The research at IIIT dealt with several aspects of text and voice of NLP
distinctly and differently. The application is in finishing stages for ten
Indian languages: Hindi, Punjabi, Marathi, Bengali, Urdu, Malayalam, Tamil,
Telugu and Kannada. This product is expected to be ready for commercial use
within a year and is targeted at two distinct areas-Pilgrimage & Tourism and
Health. Prof Sangal explains, “We decided on tailoring the application for
Pilgrimage and Tourism based on usage trends, the Health application comes with
a potential social impact. An ideal example would be a man from Punjab wanting
to take his family for a holiday in Kerala. He should be able to access an
online forum, post his query in Hindi or Punjabi, and a Keralite at the other
end will view this query in Malayalam, reply in Malayalam and our man would see
the answer in Punjabi.”
Though language translation has been tried out globally for research,
development and commercial deployment, it has failed to overcome the challenges
of dialects, grammar changes and colloquialism. The research at IIIT has
understood that Indian scripts are sophisticated but not complex and is
incorporating Artificial Intelligence to language translation.

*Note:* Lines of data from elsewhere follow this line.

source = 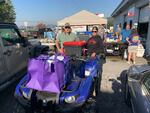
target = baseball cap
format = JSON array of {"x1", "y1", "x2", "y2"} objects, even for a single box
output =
[
  {"x1": 64, "y1": 23, "x2": 71, "y2": 28},
  {"x1": 92, "y1": 26, "x2": 98, "y2": 31}
]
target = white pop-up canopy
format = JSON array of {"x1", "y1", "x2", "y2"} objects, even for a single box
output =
[{"x1": 57, "y1": 10, "x2": 107, "y2": 26}]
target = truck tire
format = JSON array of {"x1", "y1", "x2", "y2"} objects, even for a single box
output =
[{"x1": 124, "y1": 76, "x2": 131, "y2": 107}]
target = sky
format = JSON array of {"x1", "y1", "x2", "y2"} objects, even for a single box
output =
[{"x1": 12, "y1": 0, "x2": 122, "y2": 26}]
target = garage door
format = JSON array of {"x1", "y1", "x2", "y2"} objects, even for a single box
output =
[{"x1": 139, "y1": 5, "x2": 150, "y2": 23}]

Rajeev Sangal Professor, IIIT Hyderabad |
Prof Sangal, who is also an AI expert embarked on a study of the Panini
Vyakyaran and correlated it to modern Indian literature before adding elements
of AI to enable the computer to learn, condition itself and understand the
requirement of the user. The AI aspect is divided into two components:
Rule-based processing and machine learning. In rule-based processing, an
electronic catalogue of words and phrases is fed to the computer, enabling it to
understand typical usage of grammar elements. As more and more words and phrases
are added to this catalogue, the computer forms more rigid understanding of
rules according to which a particular language operates. Machine learning on the
other hand focuses on providing statistical data based on which the computer
will learn to use the examples. While usual translation software translates
phrases from one language to another, IIIT's research focuses on dependency of
each word on the neighboring one to create a pattern of usage for each language.
This takes care of dialects, localized modifications in language and slangs. In
broad terms, this real-time language transliteration application works on a
three step methodology-analyze, transfer and generate.